Saya tidak mau memasukinya lebih jauh, prolog ini cukup untuk menarasikan jika
pangkal perseteruan Inggris-Iran yang akan dibahas lebih lanjut sudah
menyambungkan kabel ingatan melihat perseteruan lain Inggris-Iran: di medan
sepakbola.
_
Sepakbola
yang terus berkembang telah mengalami progresif pemaknaan baik dari denotasi
dan konotasi. Sepakbola lebih sekadar olahraga, itu sudah lama sekali terjadi
ketika permainan ini melintasi garis benua antar negara. Jalinan makna
konotasinya juga demikian. Di balik sepatu atau kostum yang dipakai Cristiano
Ronaldo atau Lionel Messi, umpamanya, tersirat kampanye untuk mendorong adanya
capaian yang dikehendaki oleh para orang-orang yang merancang di balik semuanya
itu.
Tetapi,
sepakbola tidak benar-benar berhenti menjadi permainan dan pertandingan. Sebab,
jika itu terjadi, maka selesailah segala perdebatan. Bagi atlet tak punya cara
atau panduan bagaimana melakoninya, penikmat (penonton) tak cukup bekal candu
menyaksikannya, dan orang-orang yang mengatur manajemen di balik sepakbola
kehilangan dokumen regulasi.
Segalanya
bisa terjadi, Timnas Inggris juga Iran menyadari betul hasil di balik
pertandingan. Selain perebutan tiga poin sebagai tabungan lolos ke fase
berikutnya. Kemenangan dan kekalahan adalah sisi mata koin yang menjadi peluru
untuk saling meledek. Menjadi senjata bagi otoritas Inggris dan Iran dalam
meneguhkan kejayaan di medan politik. Senjata itu lalu dikonstruksi sedemikian
rupa antar pendukung di luar otoritas kedua negara.
Kemenangan
timnas Inggris yang mencolok dalam laga kedua Piala Dunia Qatar 2022 itu adalah
kabar yang disaksikan dunia kalau Inggris mampu menaklukkan teluk. Sub kabar
lainnya hendak mengabarkan kalau Iran harus terbuka seperti Qatar yang
sama-sama berdiri di jazirah Teluk. Terbuka atas tatanan dunia yang terus
berubah.
Iran
dalam lini masa lima bulan terakhir tersudut dari banyak peristiwa yang
terjadi.
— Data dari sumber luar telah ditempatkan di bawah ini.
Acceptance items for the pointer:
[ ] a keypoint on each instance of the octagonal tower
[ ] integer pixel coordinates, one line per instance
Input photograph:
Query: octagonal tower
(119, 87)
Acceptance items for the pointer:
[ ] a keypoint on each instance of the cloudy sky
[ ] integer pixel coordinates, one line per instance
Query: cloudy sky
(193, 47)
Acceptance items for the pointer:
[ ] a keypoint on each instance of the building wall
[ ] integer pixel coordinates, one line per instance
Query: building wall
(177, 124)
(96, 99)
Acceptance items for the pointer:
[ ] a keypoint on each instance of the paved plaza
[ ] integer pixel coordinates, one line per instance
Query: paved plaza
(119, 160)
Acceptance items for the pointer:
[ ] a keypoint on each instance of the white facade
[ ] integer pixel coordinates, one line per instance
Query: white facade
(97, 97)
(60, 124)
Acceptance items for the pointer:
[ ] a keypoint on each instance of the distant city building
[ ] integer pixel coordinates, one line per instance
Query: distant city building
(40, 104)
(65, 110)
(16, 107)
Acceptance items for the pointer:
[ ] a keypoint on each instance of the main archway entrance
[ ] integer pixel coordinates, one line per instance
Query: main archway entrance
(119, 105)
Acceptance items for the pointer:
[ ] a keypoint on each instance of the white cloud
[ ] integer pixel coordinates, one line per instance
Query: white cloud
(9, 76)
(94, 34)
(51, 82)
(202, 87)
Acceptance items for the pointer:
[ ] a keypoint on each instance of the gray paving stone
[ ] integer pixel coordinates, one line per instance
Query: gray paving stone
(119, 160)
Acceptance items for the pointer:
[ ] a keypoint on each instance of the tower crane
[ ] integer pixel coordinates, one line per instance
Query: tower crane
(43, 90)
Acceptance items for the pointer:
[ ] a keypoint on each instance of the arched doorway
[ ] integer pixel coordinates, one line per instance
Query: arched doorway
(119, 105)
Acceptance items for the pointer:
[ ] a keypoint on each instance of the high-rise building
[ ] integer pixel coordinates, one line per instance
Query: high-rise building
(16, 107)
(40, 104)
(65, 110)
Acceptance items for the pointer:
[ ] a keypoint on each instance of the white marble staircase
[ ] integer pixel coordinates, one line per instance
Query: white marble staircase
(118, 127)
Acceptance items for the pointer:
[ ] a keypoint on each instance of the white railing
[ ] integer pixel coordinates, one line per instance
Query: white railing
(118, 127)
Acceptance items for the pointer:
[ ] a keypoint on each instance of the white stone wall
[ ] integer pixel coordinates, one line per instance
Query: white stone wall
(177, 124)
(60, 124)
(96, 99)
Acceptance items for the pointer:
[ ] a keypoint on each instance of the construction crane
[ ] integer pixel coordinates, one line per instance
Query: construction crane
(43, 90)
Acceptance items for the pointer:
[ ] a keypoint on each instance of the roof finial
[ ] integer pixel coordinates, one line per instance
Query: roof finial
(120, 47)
Semuanya berpangkal pada ketatnya aturan negara membatasi kebebasan
warga. Namun, harus dilihat juga jika kebebasan yang dimakusdkan di situ adalah
kebebasan di balik jendela Eropa.
Tentu
Iran bergeming dengan konsep kebebasan ganda yang dialamatkan itu. Sebagai
negara mandiri, Iran punya panduan juga memaknai kebebasan dalam menjaga
stabilitas. Kemenangan revolusi 1979 yang diraih adalah fondasi bagi Iran
membersihkan asumsi kebebasan barat bermata ganda yang menjangkiti Iran di
balik kekuasaan yang digulingkan.
Jika
asuminya revolusi Iran melahirkan monarki Mullah yang menjadikan Iran tertutup
yang memangkas jalur kebebasan, termasuk sepakbola karena larangan bagi
perempuan ke stadion. Bukankah Inggris sejak dulu kala adalah monarki yang
berdiri kuat sembari menjalankan sistem demokrasi di balik selimut raja.
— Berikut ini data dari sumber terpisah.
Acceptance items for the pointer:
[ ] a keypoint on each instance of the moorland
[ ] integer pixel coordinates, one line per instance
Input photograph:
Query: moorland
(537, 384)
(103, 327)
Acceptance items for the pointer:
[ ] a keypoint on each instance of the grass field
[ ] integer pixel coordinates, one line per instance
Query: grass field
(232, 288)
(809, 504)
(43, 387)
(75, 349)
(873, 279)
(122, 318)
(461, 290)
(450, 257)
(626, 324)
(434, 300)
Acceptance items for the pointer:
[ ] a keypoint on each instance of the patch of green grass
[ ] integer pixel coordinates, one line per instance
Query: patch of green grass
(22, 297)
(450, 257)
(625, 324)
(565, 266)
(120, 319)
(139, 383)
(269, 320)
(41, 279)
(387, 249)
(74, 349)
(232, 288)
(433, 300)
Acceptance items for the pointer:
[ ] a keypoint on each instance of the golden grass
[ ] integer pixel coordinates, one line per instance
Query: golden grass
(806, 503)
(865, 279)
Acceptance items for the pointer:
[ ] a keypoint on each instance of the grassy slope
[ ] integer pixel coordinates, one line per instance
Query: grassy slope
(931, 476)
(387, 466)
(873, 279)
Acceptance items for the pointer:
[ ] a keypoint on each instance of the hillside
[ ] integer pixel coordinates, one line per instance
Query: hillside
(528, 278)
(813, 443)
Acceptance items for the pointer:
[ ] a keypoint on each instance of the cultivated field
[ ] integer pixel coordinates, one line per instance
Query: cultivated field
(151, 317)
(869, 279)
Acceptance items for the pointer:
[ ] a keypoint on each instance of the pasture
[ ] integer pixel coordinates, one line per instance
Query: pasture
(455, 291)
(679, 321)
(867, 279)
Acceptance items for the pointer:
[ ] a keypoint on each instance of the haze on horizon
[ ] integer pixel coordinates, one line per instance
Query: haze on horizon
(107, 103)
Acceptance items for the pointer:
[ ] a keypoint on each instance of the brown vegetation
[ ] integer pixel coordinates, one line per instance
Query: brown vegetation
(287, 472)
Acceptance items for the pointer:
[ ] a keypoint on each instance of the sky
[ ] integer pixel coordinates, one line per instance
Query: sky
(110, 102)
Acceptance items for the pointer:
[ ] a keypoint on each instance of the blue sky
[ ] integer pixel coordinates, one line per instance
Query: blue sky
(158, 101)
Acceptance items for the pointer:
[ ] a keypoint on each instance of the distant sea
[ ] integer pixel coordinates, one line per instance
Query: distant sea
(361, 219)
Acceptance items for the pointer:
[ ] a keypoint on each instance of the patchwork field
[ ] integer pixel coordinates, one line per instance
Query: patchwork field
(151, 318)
Menyudahi sistem politik masuk ke arena sepakbola, saya kira, sama saja
menggantikan sepakbola dengan permainan catur di mana atletnya (bidak) dapat
langsung dipegang dan diarahkan kemana harus melangkah.
Sepakbola
juga telah mengalaminya, karena itulah ada asosiasi dan menajamen yang bekerja
dan memilih pemain menggunakan mata pelatih yang ditunjuk. Kembali di balik
timnas Inggris membantai timnas Iran. Mungkin saja bentuk tamparan atau,
katakanlah balasan bagi Iran yang, sejak terbitnya fatwa mati bagi Rusdhdie di
dekade 80-an tetap berlaku dengan masih terjadinya incaran nyawa Rushdie yang
terjadi di New York pada 12 Agustus lalu.
Dendam memang tak pernah mati dan terus beranak pinak. Waktu tak kuasa menghentikannya. Jika tidak terbalaskan di waktu lampau, masa akan datang adalah ruang. Jika tidak ditunaikan di medan awal mula konflik itu terjadi, maka akan dilakukan di medan lain. Dan, sepakbola menyediakan tempat itu.